They came to the outskirts of Chislehurst, rode through the town, now abustle with the morning market, out the other side, and down a country lane toward the village.

The mist had dispersed entirely and the sky was a jumbled mass of clouds with patches of blue sky occasionally peeking through.

From the brow of a low hill, Burton recognised Mickleham ahead, and a few minutes later he and Detective Inspector Trounce parked their velocipedes at the side of the same field the king's agent had landed in earlier that morning.

The two constables were still on duty by the gate of the ramshackle cottage. It was to this that Trounce led Burton.

The Yard man knocked on the front door and it was opened by a man in corduroy trousers, shirt, and suspenders, with tousled hair, long sideburns, and wire-framed spectacles.

"Police?" he asked, in a lowered voice.

"Yes, sir. I'm Detective Inspector Trounce of Scotland Yard. This is my associate, Captain Burton. You are Mr. Tew?"

"Yes. Edward. Come in."

They stepped across the threshold and found that the door opened directly into a fairly cramped and low-roofed sitting room. On a threadbare sofa, a pretty young girl lay within her mother's protective embrace. The woman was large, matronly, tearful, and shaking uncontrollably. The girl was wide-eyed and, thought Burton, rather too thin.

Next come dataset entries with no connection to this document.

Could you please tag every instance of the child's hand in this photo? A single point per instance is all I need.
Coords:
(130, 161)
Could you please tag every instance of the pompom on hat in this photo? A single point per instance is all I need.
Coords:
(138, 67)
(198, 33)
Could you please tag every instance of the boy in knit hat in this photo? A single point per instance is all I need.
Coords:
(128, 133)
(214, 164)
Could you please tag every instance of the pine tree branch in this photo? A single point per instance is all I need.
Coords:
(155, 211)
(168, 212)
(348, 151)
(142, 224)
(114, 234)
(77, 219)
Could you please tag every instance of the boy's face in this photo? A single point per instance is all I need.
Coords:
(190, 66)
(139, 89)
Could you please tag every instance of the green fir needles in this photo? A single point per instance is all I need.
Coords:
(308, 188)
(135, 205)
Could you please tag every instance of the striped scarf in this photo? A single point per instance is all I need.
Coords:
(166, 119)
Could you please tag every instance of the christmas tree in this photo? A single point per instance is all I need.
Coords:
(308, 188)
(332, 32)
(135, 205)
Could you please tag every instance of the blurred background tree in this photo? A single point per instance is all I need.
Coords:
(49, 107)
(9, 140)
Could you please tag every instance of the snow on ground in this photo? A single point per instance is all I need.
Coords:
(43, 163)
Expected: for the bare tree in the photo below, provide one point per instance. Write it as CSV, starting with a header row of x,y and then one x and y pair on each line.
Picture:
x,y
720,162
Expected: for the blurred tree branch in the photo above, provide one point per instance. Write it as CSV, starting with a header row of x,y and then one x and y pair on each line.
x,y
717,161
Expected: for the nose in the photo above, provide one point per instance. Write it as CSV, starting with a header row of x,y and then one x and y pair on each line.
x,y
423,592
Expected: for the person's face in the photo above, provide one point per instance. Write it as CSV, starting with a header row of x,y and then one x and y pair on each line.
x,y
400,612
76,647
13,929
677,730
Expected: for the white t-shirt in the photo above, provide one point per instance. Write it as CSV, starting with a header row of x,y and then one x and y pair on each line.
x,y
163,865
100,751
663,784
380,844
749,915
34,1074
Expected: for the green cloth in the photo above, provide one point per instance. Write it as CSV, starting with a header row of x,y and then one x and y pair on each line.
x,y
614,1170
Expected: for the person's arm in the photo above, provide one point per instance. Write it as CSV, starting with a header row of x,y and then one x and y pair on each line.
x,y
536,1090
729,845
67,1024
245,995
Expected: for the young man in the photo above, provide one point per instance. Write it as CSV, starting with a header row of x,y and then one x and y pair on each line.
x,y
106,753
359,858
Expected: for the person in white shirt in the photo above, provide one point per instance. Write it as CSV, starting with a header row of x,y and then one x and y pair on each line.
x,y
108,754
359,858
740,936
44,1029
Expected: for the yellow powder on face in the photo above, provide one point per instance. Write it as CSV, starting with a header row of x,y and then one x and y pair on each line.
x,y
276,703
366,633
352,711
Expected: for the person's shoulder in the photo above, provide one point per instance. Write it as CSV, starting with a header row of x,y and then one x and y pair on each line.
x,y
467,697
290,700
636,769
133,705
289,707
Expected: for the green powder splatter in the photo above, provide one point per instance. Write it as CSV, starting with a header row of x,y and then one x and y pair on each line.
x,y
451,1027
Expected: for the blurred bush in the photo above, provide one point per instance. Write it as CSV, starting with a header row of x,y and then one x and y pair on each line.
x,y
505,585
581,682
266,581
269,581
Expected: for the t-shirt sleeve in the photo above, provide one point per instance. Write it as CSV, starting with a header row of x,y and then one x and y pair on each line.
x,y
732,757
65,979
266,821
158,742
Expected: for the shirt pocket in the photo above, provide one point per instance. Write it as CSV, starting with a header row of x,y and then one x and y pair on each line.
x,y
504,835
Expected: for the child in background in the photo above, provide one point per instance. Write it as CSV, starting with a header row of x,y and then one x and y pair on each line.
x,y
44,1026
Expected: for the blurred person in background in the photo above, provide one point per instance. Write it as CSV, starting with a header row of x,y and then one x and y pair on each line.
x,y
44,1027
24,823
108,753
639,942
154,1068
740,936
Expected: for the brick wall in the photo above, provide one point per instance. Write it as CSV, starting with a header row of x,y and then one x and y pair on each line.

"Angela, these are policemen from London," said Edward Tew, gently.

"She can't speak. She's too upset," interrupted the mother. "I know what she feels! I know!"

"Quiet now, Tilly," said Tew. "The girl is calm enough now. Go make a pot of tea; give the gentlemen room to sit down."

"No! Leave her alone. I-she-she can't talk!"

"Yes I can, Mother," whispered the girl.

The woman turned and kissed her daughter's cheek; held her hands.

"Are you sure? You don't have to. It'll just be questions, questions, questions!"

"Tilly, please!" snapped Edward Tew.

"It's all right, Mother," whispered the girl.

With a sniff and lowered eyes, the mother nodded, stood, and left the room.

"Sit with your daughter, Mr. Tew," said Trounce, gesturing to the sofa as he lowered himself onto a wooden chair next to a small table on which a vase of flowers stood. Tew did so, while Burton sat in the single armchair.

"Now then, it's Angela, isn't it?" the detective asked, in a kindly voice.

"Yes, sir," answered the girl, quietly.

"Would you tell me what happened? Try not to miss anything out. Every detail is important."

Angela Tew nodded, and her throat worked convulsively for a moment.

"I work as maid for the Longthorns, sir, them what lives in the grand old house on Saint Paul's Wood Hill. I was agoing there this morning and left here at-at-"

"At about ten to five," put in her father. "She works from five in the morning until two in the afternoon. Go on, Angey."

"So I took me the short cut through Hoblingwell Wood."

"Isn't it rather dark at that time of morning?" asked Trounce. "Dark, I mean, to be wandering through the woods?"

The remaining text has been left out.